At the start of each new school year Lauren and I rethink the classroom environment, making changes from previous years, so the space feels new and invigorating. When we first started teaching together back in 2002 it was all about creating the most colorful atmosphere possible.
Our walls were covered with so much multicolored paper that visitors commented it looked like The Partridge Family tour bus. We spray painted old furniture in bright hues, hung Crayola colored alphabet letters from the ceiling lights and added vibrant borders to our bulletin boards. It was an overstimulating feast for the eyes and we loved it.
As time went on we started to realize that perhaps this approach was a tad overdone. We began to study the Reggio Emilia philosophy from Italy that suggested a more toned down, sedate learning space. Out went color and in came the plants, mirrors to reflect natural light, bulletin boards covered in plain brown paper without borders, table lamps and twinkle lights. It was a relaxing respite for the eyes and we loved it.

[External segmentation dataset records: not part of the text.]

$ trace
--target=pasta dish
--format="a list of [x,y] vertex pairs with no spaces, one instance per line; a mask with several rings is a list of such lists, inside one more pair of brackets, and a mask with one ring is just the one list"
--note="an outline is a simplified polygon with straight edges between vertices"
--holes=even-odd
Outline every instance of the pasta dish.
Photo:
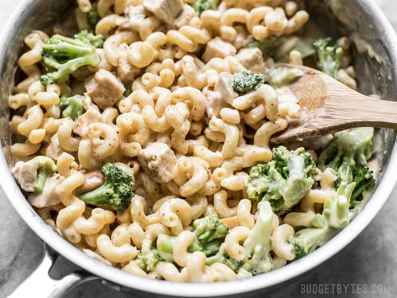
[[8,100],[29,204],[88,256],[166,281],[248,278],[325,243],[376,183],[374,129],[269,143],[305,112],[303,73],[277,63],[357,88],[351,40],[304,2],[77,0],[32,32]]

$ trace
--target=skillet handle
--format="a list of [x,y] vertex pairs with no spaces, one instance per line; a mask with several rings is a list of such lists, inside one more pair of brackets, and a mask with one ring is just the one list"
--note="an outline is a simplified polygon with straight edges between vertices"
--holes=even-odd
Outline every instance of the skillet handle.
[[43,258],[37,268],[11,293],[8,298],[33,296],[41,298],[62,298],[72,288],[98,278],[84,270],[78,270],[60,280],[50,276],[49,271],[58,254],[44,244]]

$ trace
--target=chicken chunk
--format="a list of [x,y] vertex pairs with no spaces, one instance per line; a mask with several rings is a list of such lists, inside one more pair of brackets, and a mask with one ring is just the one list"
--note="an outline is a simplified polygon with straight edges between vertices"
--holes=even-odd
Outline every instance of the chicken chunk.
[[111,107],[123,95],[126,88],[112,73],[99,70],[85,83],[86,95],[101,109]]
[[37,175],[38,162],[31,159],[26,162],[18,161],[11,170],[12,175],[19,182],[19,184],[25,191],[34,192],[33,184]]
[[166,144],[158,142],[149,144],[140,151],[138,161],[155,182],[166,183],[172,180],[172,170],[177,158]]
[[93,122],[103,122],[103,119],[99,111],[91,107],[76,120],[73,132],[82,138],[86,138],[88,136],[88,125]]
[[140,73],[140,69],[132,65],[127,59],[128,45],[126,43],[119,47],[119,60],[117,62],[117,76],[122,81],[133,80]]
[[59,143],[58,140],[58,133],[56,133],[51,137],[51,142],[46,149],[46,155],[52,158],[54,160],[58,160],[65,149],[64,149]]
[[142,4],[146,9],[168,24],[172,24],[183,9],[182,0],[143,0]]
[[215,84],[214,91],[217,93],[217,97],[231,105],[233,99],[237,97],[232,85],[232,75],[229,73],[221,73],[218,80]]
[[147,11],[141,5],[130,5],[126,9],[126,17],[116,21],[116,24],[124,29],[132,29],[139,31],[140,24],[145,19]]
[[219,36],[210,40],[202,54],[202,59],[207,62],[211,58],[219,57],[224,58],[228,56],[234,56],[237,50],[236,48]]
[[38,208],[47,207],[60,203],[57,188],[64,180],[65,177],[59,174],[48,178],[46,180],[43,191],[29,195],[28,202],[32,206]]
[[179,14],[179,15],[174,21],[174,25],[178,28],[181,28],[182,26],[189,25],[190,20],[197,15],[194,8],[189,4],[185,3],[183,5],[182,12]]
[[265,62],[262,51],[258,48],[242,49],[236,55],[240,63],[246,69],[254,73],[265,72]]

But, as with all things, the pendulum is beginning to swing once more. This year our classroom (see above) is colorful without being overwhelming, natural tones and primary colors are juxtaposed throughout and we continue to provide open but well defined work spaces.
Room arrangement is a truly collaborative effort between Lauren and I that usually takes place during the first days of the new school year. However there was one space that I had envisioned during the summer and couldn't wait to set up.
This is a reading 'nook' anchored by the Chicka Chicka Boom Boom coconut tree that I have on loan from my friend Dawn. This was the first area we established and then build the rest of the room off of that. So far it has proved a popular area for the students to go and read books of their choosing; from comic books (that basket is full of them) to chapter books.
We also decided to repaint our beat up blackboard with something called Blackboard Paint. This stuff can be used to cover a variety of surfaces to create an instant blackboard. The can invites you to cover kitchen cabinets, closets and any blank surface that a child might like to scribble on.
I used the left over paint from our blackboard to make a drawing area on the back of a metal fire door. We also plan to record student heights on this door. Just another fun, novel idea we stumbled upon quite by accident.
Now, once again, we consider our classroom to be a welcoming oasis where exploration and learning can proceed in a purposeful manner and we love it.
I wonder what ideas the next year will bring.